PRECISAMOS FALAR SOBRE COCÔ

MERDA ACONTECE, MAS PODEMOS ESCOLHER COMO LIDAR COM ELA.


*Texto publicado originalmente em 25/11/2017


Sou nascido e criado no interior de São Paulo, mas sempre fui bem urbanóide. Cresci com medo de insetos — a maioria eu já superei, mas as baratas ainda são um terror — , mania de higiene, mãos e pés sem calos e paixão por shopping centers.

Tenho me mexido pra fora desse lugar há algum tempo, como consequência da busca por diminuir os impactos da minha existência no planeta, processo que passa por simplificar a vida, me conectar com minhas reais necessidades, consumir menos e de maneira consciente e entender mais sobre os ciclos naturais e industriais dos quais sou parte — comida, roupas, transporte, tecnologia, cosméticos, lixo, urina e fezes.

Desde que tive contato com compostagem, banheiro seco e técnicas alternativas de saneamento e tratamento de esgoto, passei a refletir muito sobre minha relação com meus restos e, principalmente, com meu cocô.

A relação que tenho com cocô é tão louca que esses dias tive que fazer exame de fezes e percebi que queria estar usando um uniforme de astronauta para me proteger daquela massa altamente nociva à minha saúde enquanto fazia a coleta.

E o que faço com meu cocô em São Paulo é um absurdo.

Cago na água, um recurso que é sinônimo de vida e já está em falta em muitos lugares do planeta; uso mais muitos litros d’água pra mandar o cocô embora; o destino dele também são águas, do Rio Pinheiros e Tietê; e pronto, problema terceirizado. Não preciso mais pensar nisso.

Aí acabo com a vida aquática desses rios, que só voltam a ter vida habitando suas águas centenas de quilômetros depois e, de quebra, fico com uma paisagem horrível e um odor bem desagradável no lugar em que vivo.

E isso é em São Paulo, a maior cidade da América Latina e o principal centro econômico do Brasil. De acordo com o estudo da OMS/UNICEF, Progress on Sanitation and Drinking Water, somente 50,7% da população brasileira tem seu esgoto coletado e só 40,2% do esgoto é tratado — e, nesses, ainda tem uma ineficiência e um desperdício de água absurdos.

Dá pra imaginar o tamanho do impacto que temos na natureza e me vejo enroscado em um sistema gigante que me obriga a funcionar dessa maneira.

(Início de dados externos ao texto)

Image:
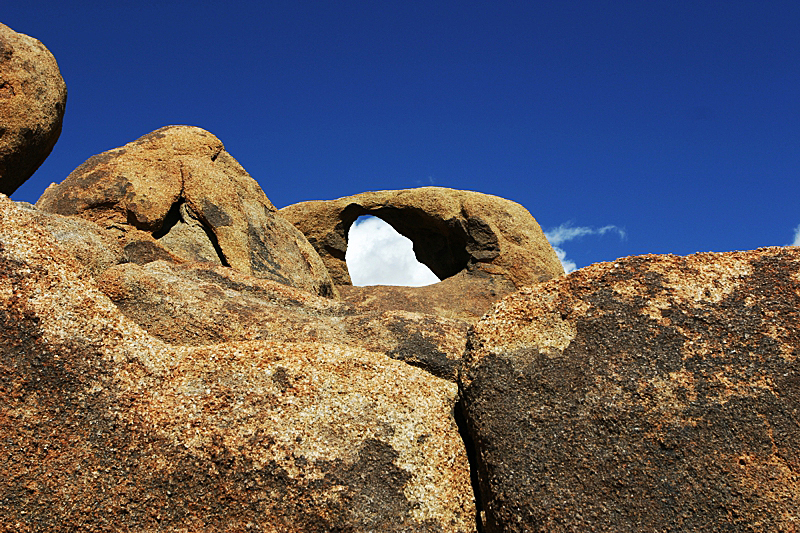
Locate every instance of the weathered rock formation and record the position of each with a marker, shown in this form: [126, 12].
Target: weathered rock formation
[105, 427]
[33, 96]
[200, 304]
[176, 193]
[481, 246]
[174, 356]
[656, 393]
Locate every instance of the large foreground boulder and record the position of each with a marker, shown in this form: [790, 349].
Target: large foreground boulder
[176, 192]
[656, 393]
[201, 304]
[482, 246]
[33, 97]
[107, 428]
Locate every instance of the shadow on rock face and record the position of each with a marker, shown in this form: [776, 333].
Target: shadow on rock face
[481, 246]
[655, 393]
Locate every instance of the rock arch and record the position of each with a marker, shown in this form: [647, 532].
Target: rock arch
[455, 233]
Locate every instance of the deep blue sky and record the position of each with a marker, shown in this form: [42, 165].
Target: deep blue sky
[677, 121]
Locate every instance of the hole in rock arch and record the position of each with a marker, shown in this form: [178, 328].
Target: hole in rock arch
[378, 255]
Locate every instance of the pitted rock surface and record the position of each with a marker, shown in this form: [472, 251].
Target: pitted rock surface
[201, 304]
[107, 428]
[479, 239]
[656, 393]
[33, 98]
[180, 187]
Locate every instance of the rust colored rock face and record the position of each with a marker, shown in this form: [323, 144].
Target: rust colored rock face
[107, 428]
[179, 186]
[657, 393]
[201, 304]
[33, 97]
[481, 242]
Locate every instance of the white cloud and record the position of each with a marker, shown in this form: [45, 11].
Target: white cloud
[378, 255]
[567, 232]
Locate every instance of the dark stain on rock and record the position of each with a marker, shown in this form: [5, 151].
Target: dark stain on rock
[415, 349]
[143, 252]
[628, 431]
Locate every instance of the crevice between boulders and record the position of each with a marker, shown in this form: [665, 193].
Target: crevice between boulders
[460, 416]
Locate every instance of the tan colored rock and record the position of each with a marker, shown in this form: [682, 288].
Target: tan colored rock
[107, 428]
[33, 97]
[180, 187]
[656, 393]
[200, 304]
[461, 297]
[482, 243]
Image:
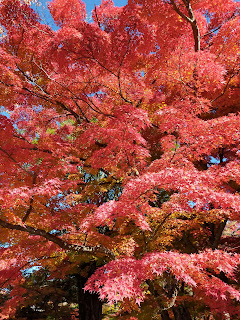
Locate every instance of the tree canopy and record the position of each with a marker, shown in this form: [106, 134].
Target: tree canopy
[119, 148]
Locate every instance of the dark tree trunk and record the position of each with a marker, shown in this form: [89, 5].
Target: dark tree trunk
[165, 315]
[181, 313]
[90, 306]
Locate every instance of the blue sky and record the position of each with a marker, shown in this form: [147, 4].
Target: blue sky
[91, 3]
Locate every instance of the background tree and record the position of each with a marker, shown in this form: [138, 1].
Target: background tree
[120, 155]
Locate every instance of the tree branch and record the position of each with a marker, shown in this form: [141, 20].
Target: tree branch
[99, 249]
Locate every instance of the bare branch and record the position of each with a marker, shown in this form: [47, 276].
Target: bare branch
[99, 249]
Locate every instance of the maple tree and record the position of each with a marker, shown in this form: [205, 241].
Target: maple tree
[119, 148]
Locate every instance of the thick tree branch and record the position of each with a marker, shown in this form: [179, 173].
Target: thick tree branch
[99, 249]
[190, 19]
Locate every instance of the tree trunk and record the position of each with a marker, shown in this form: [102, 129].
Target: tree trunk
[165, 315]
[89, 304]
[181, 313]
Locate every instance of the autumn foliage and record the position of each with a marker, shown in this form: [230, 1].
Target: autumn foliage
[119, 148]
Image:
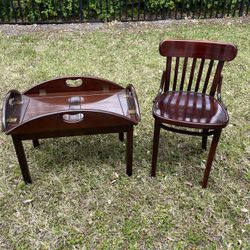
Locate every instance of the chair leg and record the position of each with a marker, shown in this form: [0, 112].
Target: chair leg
[36, 143]
[121, 137]
[129, 153]
[155, 148]
[210, 159]
[21, 159]
[204, 140]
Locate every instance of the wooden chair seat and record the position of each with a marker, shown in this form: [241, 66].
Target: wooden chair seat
[190, 109]
[190, 93]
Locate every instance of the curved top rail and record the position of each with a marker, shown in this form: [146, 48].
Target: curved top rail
[198, 49]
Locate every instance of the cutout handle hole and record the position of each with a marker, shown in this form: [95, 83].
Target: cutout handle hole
[73, 118]
[74, 83]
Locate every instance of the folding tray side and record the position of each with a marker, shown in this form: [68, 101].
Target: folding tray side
[73, 84]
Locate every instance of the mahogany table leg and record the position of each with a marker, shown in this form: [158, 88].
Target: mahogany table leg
[36, 143]
[121, 136]
[21, 159]
[155, 148]
[129, 153]
[210, 159]
[204, 140]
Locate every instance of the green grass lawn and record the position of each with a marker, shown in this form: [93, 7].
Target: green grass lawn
[81, 196]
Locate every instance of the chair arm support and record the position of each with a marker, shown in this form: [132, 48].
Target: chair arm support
[219, 92]
[160, 91]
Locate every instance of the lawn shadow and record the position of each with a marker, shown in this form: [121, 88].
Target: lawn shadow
[182, 156]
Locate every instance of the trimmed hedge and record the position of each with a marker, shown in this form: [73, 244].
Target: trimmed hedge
[107, 10]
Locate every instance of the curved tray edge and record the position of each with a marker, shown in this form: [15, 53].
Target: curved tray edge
[60, 85]
[58, 124]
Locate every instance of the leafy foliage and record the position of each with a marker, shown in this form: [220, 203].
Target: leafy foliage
[107, 10]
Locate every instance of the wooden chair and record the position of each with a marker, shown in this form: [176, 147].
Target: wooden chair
[191, 104]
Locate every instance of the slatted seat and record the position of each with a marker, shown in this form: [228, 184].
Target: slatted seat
[191, 109]
[190, 93]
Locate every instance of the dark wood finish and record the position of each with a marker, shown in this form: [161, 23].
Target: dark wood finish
[36, 143]
[192, 107]
[121, 137]
[129, 155]
[21, 159]
[70, 106]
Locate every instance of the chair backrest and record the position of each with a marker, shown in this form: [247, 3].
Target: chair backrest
[197, 62]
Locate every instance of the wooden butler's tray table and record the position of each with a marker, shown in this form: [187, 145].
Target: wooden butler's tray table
[70, 106]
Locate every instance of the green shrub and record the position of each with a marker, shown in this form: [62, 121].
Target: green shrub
[104, 10]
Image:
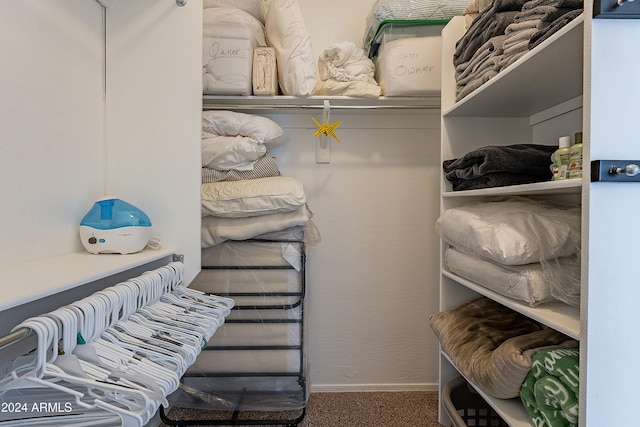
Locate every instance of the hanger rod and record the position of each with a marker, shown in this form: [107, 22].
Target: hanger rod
[14, 337]
[316, 106]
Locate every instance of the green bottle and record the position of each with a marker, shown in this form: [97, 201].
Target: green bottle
[575, 157]
[560, 159]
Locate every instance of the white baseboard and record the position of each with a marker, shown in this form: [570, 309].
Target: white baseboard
[340, 388]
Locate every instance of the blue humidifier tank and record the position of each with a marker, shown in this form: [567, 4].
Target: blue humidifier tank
[113, 226]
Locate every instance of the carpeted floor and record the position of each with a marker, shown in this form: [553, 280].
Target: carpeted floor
[368, 409]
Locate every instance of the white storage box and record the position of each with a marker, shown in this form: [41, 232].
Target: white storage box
[227, 54]
[408, 61]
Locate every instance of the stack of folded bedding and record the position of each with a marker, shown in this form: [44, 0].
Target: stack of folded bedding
[498, 166]
[234, 29]
[243, 192]
[494, 346]
[523, 249]
[501, 33]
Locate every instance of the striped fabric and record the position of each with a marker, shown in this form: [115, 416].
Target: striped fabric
[264, 167]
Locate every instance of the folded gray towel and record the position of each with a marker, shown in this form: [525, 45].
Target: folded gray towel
[493, 24]
[493, 180]
[546, 32]
[523, 161]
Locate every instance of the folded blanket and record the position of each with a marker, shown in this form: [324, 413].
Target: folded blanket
[487, 25]
[520, 162]
[216, 230]
[556, 25]
[551, 389]
[264, 167]
[359, 89]
[492, 345]
[346, 62]
[467, 71]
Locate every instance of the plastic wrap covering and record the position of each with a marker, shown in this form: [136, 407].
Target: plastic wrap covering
[256, 360]
[385, 10]
[524, 249]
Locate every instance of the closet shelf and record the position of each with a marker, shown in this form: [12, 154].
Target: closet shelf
[317, 102]
[567, 186]
[28, 281]
[510, 410]
[557, 315]
[546, 76]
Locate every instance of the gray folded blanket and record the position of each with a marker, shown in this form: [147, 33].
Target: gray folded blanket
[547, 32]
[494, 166]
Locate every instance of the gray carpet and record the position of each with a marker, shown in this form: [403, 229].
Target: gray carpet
[368, 409]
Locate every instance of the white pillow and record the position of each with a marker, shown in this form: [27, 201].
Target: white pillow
[287, 33]
[215, 230]
[215, 22]
[516, 231]
[254, 7]
[252, 197]
[230, 123]
[231, 152]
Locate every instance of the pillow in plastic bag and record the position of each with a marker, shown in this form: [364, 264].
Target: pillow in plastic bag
[515, 231]
[231, 123]
[287, 33]
[254, 7]
[231, 152]
[252, 197]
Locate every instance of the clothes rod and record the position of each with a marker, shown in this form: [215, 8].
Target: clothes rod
[317, 107]
[14, 337]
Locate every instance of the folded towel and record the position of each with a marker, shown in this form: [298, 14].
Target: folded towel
[556, 25]
[550, 390]
[487, 25]
[490, 48]
[519, 159]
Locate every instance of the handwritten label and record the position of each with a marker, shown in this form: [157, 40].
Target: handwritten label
[220, 50]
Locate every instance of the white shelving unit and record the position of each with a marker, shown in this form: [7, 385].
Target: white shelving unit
[536, 100]
[46, 277]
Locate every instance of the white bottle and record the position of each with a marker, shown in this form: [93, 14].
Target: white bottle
[560, 159]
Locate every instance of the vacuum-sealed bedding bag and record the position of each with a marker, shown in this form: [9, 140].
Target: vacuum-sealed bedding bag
[229, 37]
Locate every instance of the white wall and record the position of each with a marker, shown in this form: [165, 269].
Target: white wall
[76, 125]
[51, 124]
[373, 280]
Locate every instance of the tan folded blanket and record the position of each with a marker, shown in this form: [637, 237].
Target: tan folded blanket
[493, 345]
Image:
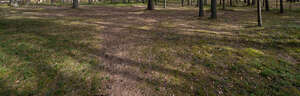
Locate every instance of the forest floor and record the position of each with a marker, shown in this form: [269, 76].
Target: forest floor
[129, 51]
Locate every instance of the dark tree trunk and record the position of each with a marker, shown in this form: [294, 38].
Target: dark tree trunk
[281, 6]
[248, 3]
[223, 5]
[150, 5]
[52, 2]
[165, 3]
[259, 17]
[253, 2]
[75, 4]
[201, 9]
[267, 5]
[213, 9]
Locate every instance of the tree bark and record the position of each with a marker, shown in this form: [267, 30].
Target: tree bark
[248, 3]
[201, 9]
[165, 3]
[213, 9]
[281, 6]
[223, 5]
[253, 2]
[259, 17]
[267, 5]
[150, 5]
[75, 4]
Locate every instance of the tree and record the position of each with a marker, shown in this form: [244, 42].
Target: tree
[13, 3]
[281, 6]
[150, 5]
[201, 9]
[259, 17]
[267, 5]
[248, 3]
[165, 3]
[253, 2]
[75, 4]
[223, 5]
[213, 9]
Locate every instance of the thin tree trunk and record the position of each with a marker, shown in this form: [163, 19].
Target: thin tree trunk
[213, 9]
[223, 5]
[259, 17]
[253, 2]
[281, 6]
[75, 4]
[150, 5]
[201, 9]
[248, 3]
[165, 3]
[267, 5]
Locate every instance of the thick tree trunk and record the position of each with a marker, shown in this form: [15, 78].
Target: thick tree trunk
[150, 5]
[201, 9]
[267, 5]
[213, 9]
[259, 17]
[75, 4]
[281, 6]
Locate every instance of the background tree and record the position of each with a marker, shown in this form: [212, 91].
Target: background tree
[213, 9]
[259, 17]
[267, 5]
[223, 5]
[281, 6]
[165, 3]
[75, 4]
[201, 9]
[150, 5]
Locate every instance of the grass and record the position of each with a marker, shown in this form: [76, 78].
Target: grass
[167, 51]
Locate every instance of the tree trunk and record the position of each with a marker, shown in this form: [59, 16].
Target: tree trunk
[201, 9]
[150, 5]
[213, 9]
[248, 3]
[165, 3]
[281, 6]
[75, 4]
[223, 5]
[259, 18]
[267, 5]
[253, 2]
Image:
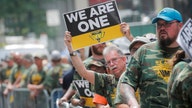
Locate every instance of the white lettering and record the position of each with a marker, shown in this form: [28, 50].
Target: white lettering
[99, 22]
[110, 7]
[82, 15]
[72, 17]
[93, 12]
[104, 21]
[83, 26]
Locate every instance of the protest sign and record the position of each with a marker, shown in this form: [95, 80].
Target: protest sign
[185, 37]
[84, 89]
[93, 25]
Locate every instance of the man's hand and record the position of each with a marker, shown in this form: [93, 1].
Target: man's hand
[125, 29]
[68, 40]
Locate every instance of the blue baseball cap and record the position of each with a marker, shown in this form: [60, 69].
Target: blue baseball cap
[168, 14]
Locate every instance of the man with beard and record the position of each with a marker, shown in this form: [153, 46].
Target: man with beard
[96, 51]
[149, 69]
[104, 84]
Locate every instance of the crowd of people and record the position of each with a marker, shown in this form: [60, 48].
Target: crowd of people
[34, 72]
[157, 75]
[148, 72]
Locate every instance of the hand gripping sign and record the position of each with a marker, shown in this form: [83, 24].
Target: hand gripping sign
[185, 37]
[93, 25]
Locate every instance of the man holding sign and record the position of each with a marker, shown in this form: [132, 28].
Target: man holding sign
[179, 87]
[93, 25]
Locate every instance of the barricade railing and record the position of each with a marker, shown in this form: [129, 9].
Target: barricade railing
[20, 98]
[3, 99]
[55, 94]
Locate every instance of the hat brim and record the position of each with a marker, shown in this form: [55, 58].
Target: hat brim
[161, 17]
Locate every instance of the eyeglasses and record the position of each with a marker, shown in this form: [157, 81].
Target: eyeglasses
[113, 60]
[166, 24]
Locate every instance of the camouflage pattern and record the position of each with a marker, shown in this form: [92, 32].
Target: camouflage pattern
[52, 77]
[16, 71]
[105, 85]
[179, 87]
[76, 76]
[149, 70]
[37, 77]
[5, 73]
[25, 75]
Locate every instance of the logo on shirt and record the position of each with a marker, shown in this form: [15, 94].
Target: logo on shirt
[163, 69]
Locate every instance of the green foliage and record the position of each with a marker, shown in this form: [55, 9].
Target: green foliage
[23, 16]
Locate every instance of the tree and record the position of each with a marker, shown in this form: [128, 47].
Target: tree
[23, 16]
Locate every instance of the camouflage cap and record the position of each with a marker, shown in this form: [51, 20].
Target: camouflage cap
[38, 55]
[28, 57]
[8, 58]
[55, 55]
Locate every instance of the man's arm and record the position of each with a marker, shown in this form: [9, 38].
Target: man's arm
[125, 29]
[128, 95]
[77, 62]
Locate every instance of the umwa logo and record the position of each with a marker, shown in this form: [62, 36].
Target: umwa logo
[97, 35]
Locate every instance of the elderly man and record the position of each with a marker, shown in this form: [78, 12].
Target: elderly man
[149, 69]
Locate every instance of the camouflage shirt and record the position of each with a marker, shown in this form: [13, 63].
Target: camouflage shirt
[52, 76]
[179, 87]
[149, 70]
[25, 75]
[76, 76]
[105, 85]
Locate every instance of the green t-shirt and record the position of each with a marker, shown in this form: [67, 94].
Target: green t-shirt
[16, 71]
[149, 70]
[52, 77]
[25, 75]
[37, 77]
[105, 85]
[77, 77]
[180, 86]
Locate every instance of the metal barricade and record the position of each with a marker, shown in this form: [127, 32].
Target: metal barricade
[20, 98]
[55, 94]
[3, 99]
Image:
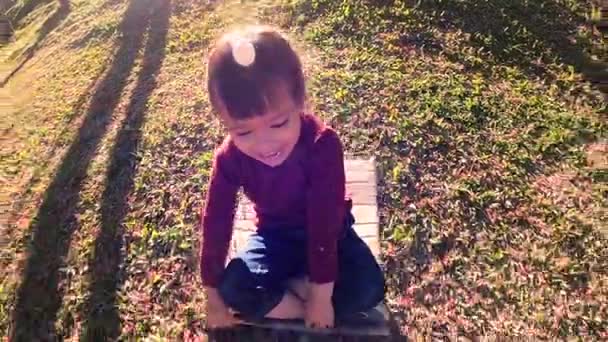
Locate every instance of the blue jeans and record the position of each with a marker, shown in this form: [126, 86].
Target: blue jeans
[255, 281]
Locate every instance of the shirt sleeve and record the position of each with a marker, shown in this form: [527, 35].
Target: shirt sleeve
[217, 217]
[325, 207]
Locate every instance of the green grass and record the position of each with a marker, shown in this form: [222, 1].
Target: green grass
[477, 112]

O livro The Humanure Handbook — A Guide to Composting Human Manure (em livre tradução, O Manual do Estercumano — Um Guia para Compostar Esterco Humano) parece ensinar soluções práticas e já entrou na minha lista de livros a serem lidos.

 

Tô no começo de uma viagem pra conhecer modos de vida alternativos e aprender sobre práticas que questionem e quebrem os sistemas que considero nocivos e opressores na sociedade atual.

Meu primeiro destino foi a Ecovila El Nagual, uma RPPN — Reserva Privada do Patrimônio Natural — aos pés Serra dos Órgãos, no Rio de Janeiro, onde os donos, a argentina Mariana e o alemão Eraldo, se estabeleceram em 1989 e se comprometeram com uma vida austera e sustentável, buscando produzir sua comida, captar água, tratar seu lixo e seu esgoto e construir suas estruturas de moradia e convivência cuidando da natureza, não só através de práticas que não excedam as capacidades naturais locais, mas também trabalhando para estimular sua recuperação onde necessário e possível.

Vim aqui buscar interagir com quem tem muita bagagem, colocar a mão na terra e sentir na pele o que é viver com ciclos naturais menores e estar mais próximo de seus começos e fins.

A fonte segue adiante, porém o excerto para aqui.